One of the features announced by Nvidia with the RTX 30 series of graphics cards was RTX IO. RTX IO is designed to significantly reduce game loading times by offloading the texture decompression processing from the CPU to the GPU.
Tip: VRAM or Video Random Access Memory is memory located on the graphics card and dedicated to storing the information that the graphics card needs to render games.
Modern games at high resolutions have a large amount of data that needs to be loaded into VRAM. To load all of that data into VRAM, it has to be loaded from the hard drive into the system RAM. Once in the system RAM, the CPU will decompress any textures if necessary, then load them into VRAM. This process is relatively long and complicated even when using the fastest PCIe Gen4 SSDs; this is due to the circuitous path taken and the transmission overheads at each stage.
RTX IO simplifies the process by cutting the CPU and system RAM out of the pipeline. Instead, graphics data is loaded straight from the hard drive to the VRAM and is decompressed by the GPU if needed. According to Nvidia, using the GPU to decompress the data can be up to 100 times faster than using the CPU taking into account the reduction in transmission times and overheads.

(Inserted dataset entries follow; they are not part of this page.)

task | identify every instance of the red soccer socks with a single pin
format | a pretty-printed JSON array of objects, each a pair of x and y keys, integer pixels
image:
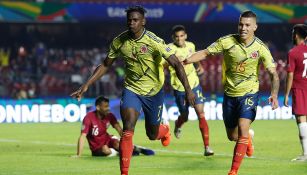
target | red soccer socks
[{"x": 125, "y": 149}]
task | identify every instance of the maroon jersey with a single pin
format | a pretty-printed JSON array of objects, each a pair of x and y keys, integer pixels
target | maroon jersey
[
  {"x": 96, "y": 129},
  {"x": 297, "y": 63}
]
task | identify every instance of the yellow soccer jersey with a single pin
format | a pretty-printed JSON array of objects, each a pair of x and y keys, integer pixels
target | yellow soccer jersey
[
  {"x": 143, "y": 59},
  {"x": 182, "y": 53},
  {"x": 241, "y": 63}
]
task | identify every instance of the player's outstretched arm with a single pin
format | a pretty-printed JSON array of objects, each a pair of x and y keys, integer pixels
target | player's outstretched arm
[
  {"x": 100, "y": 70},
  {"x": 119, "y": 129},
  {"x": 174, "y": 62},
  {"x": 289, "y": 82},
  {"x": 274, "y": 87},
  {"x": 197, "y": 56},
  {"x": 80, "y": 145}
]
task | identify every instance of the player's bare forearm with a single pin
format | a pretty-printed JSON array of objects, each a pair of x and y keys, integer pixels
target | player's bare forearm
[
  {"x": 197, "y": 56},
  {"x": 80, "y": 144},
  {"x": 289, "y": 82},
  {"x": 274, "y": 81},
  {"x": 119, "y": 129}
]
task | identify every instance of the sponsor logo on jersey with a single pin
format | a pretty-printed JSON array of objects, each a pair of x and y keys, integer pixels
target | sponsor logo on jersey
[
  {"x": 254, "y": 55},
  {"x": 144, "y": 49}
]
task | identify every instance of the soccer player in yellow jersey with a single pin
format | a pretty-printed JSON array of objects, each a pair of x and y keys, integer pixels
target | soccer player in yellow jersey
[
  {"x": 243, "y": 53},
  {"x": 142, "y": 52},
  {"x": 183, "y": 49}
]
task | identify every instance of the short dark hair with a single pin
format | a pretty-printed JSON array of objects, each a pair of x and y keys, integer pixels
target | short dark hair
[
  {"x": 300, "y": 30},
  {"x": 136, "y": 8},
  {"x": 248, "y": 14},
  {"x": 101, "y": 99},
  {"x": 178, "y": 28}
]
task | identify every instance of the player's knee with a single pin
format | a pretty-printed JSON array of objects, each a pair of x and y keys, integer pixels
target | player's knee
[
  {"x": 151, "y": 136},
  {"x": 232, "y": 137},
  {"x": 129, "y": 126},
  {"x": 185, "y": 116},
  {"x": 116, "y": 145},
  {"x": 106, "y": 150}
]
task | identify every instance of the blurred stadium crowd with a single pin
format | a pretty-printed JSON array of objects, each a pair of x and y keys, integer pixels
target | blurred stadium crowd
[{"x": 52, "y": 60}]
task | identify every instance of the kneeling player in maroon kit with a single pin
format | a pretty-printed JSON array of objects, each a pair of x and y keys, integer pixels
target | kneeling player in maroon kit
[{"x": 94, "y": 128}]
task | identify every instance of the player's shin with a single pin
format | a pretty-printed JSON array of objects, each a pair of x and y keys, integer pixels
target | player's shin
[
  {"x": 125, "y": 149},
  {"x": 204, "y": 129},
  {"x": 239, "y": 153}
]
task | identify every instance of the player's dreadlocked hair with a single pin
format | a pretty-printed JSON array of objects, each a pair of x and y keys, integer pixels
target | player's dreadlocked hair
[
  {"x": 178, "y": 28},
  {"x": 136, "y": 8},
  {"x": 248, "y": 14},
  {"x": 300, "y": 30},
  {"x": 101, "y": 99}
]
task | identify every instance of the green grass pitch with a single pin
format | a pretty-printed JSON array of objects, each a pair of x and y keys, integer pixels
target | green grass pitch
[{"x": 45, "y": 148}]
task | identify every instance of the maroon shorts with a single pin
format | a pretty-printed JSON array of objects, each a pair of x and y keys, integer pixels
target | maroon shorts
[
  {"x": 299, "y": 102},
  {"x": 110, "y": 141}
]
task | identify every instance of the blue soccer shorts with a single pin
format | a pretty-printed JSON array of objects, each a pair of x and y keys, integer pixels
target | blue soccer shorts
[
  {"x": 152, "y": 105},
  {"x": 239, "y": 107},
  {"x": 181, "y": 102}
]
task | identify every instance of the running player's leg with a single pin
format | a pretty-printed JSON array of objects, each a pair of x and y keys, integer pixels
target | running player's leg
[
  {"x": 246, "y": 109},
  {"x": 129, "y": 113},
  {"x": 153, "y": 107},
  {"x": 299, "y": 104},
  {"x": 203, "y": 125},
  {"x": 183, "y": 107}
]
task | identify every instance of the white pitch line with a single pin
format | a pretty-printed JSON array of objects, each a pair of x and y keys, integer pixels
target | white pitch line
[{"x": 156, "y": 150}]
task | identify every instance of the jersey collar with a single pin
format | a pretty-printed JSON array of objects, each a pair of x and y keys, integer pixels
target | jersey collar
[
  {"x": 140, "y": 36},
  {"x": 238, "y": 39}
]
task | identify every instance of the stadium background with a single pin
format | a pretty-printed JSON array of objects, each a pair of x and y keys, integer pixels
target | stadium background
[{"x": 49, "y": 48}]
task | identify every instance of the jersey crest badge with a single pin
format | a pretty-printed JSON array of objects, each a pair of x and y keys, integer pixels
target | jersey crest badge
[
  {"x": 254, "y": 55},
  {"x": 144, "y": 49}
]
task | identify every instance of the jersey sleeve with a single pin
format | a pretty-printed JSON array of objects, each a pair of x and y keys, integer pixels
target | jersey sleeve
[
  {"x": 165, "y": 50},
  {"x": 216, "y": 47},
  {"x": 114, "y": 49},
  {"x": 113, "y": 120},
  {"x": 86, "y": 123},
  {"x": 290, "y": 62},
  {"x": 266, "y": 57}
]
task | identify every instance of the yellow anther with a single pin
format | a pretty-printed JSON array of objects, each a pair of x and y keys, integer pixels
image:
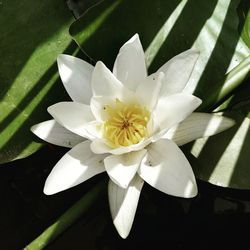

RTX IO is enabled through the use of the new Windows 10 “Direct Storage” API, which is anticipated to be released sometime in 2021 or 2022. Direct Storage is designed from the ground up for gaming PCs with cutting edge PCIe Gen4 SSDs and high-powered graphics cards.
The main downside with the feature is that it won’t be universal; game developers will specifically have to enable support for the API within their games. It’s also unclear, as of September 2020, exactly which graphics cards will support RTX IO. Some of the information about the feature appears to suggest that the feature will be limited to the 30 series graphics cards. It’s possible, however, that the feature will also be backported to earlier generations, although this may come with lower performance gains.